Overnight dementia?


Registered User
Dec 1, 2005
Hi, I'm new and I'm glad to have found this forum. My dad has suffered with ' short term memory problems' ( repeating himself- thinking events from 5 years ago were yesterday, forgetting the day's events etc- but no-one has ever diagnosed him with anything... his mum had AD) for quite a few years and 2.5 years ago came to live with us as he wasn't really able to cope alone anymore. He's been quite happy, sleeps a lot, quite easy going and polite.
Wednesday morning we found him fallen and bleeding from the forehead- with his coat on at 7am. I asked him why he had his coat on and he said he was going home ( in his car... due to diabetes he hasn't driven for 15 years).[ Coat suggests he had had this idea before falling- but we can't be sure] On return from dr's, he didn't get out of the car, after persuasion said ' Oh am I staying with you?'
Later that night he asked how long he would be staying in ' this hospital'. Just the night before he'd said how well it was working out together, and although he thought is was only 6 months he'd lived with us he was quite clear that he lived here...

What I'm most worried about is 1- he'll try to ' go home' and he'll get lost
2- he will become more and more fustrated/ upset that he isn't ' at home'.

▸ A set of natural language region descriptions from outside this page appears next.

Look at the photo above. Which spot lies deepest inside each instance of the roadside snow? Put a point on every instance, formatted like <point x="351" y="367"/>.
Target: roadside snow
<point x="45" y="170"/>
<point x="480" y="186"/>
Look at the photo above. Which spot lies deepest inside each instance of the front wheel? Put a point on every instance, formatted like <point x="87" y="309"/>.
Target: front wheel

But back to heading... can someone really change that much overnight? He did have indications before ( asking me where I was etc) but this seems a really big change


Registered User
Oct 17, 2003
Mum had similar episodes over about 4 years before her Lewy Body dementia really 'kicked in'. They tended to last from 2-3 days maybe 3 -4 times a year but gradually increased in frequency to a time when she seemed permanently lost and flashes of her old self would appear for maybe a day or an hour. The eventual deterioration happened rapidly over a few months prior to what I would say was a gentle decline previously,



Registered User
Mar 23, 2005
Hi penguin,

Welcome to Talking Point :)

It seems like the most important thing is to get a medical assessment of your father's memory problems. There are a number of different causes of memory loss and a proper investigation is really necessary. Your father's GP should be able to set this in motion.

One possible thing to consider, given the fact that he is a diabetic, and that you have noticed a dramtic change, is vascular dementia. There is a fact sheet on that here:


Really, the best thing to do is to get the investigation process started with the GP as soon as possible.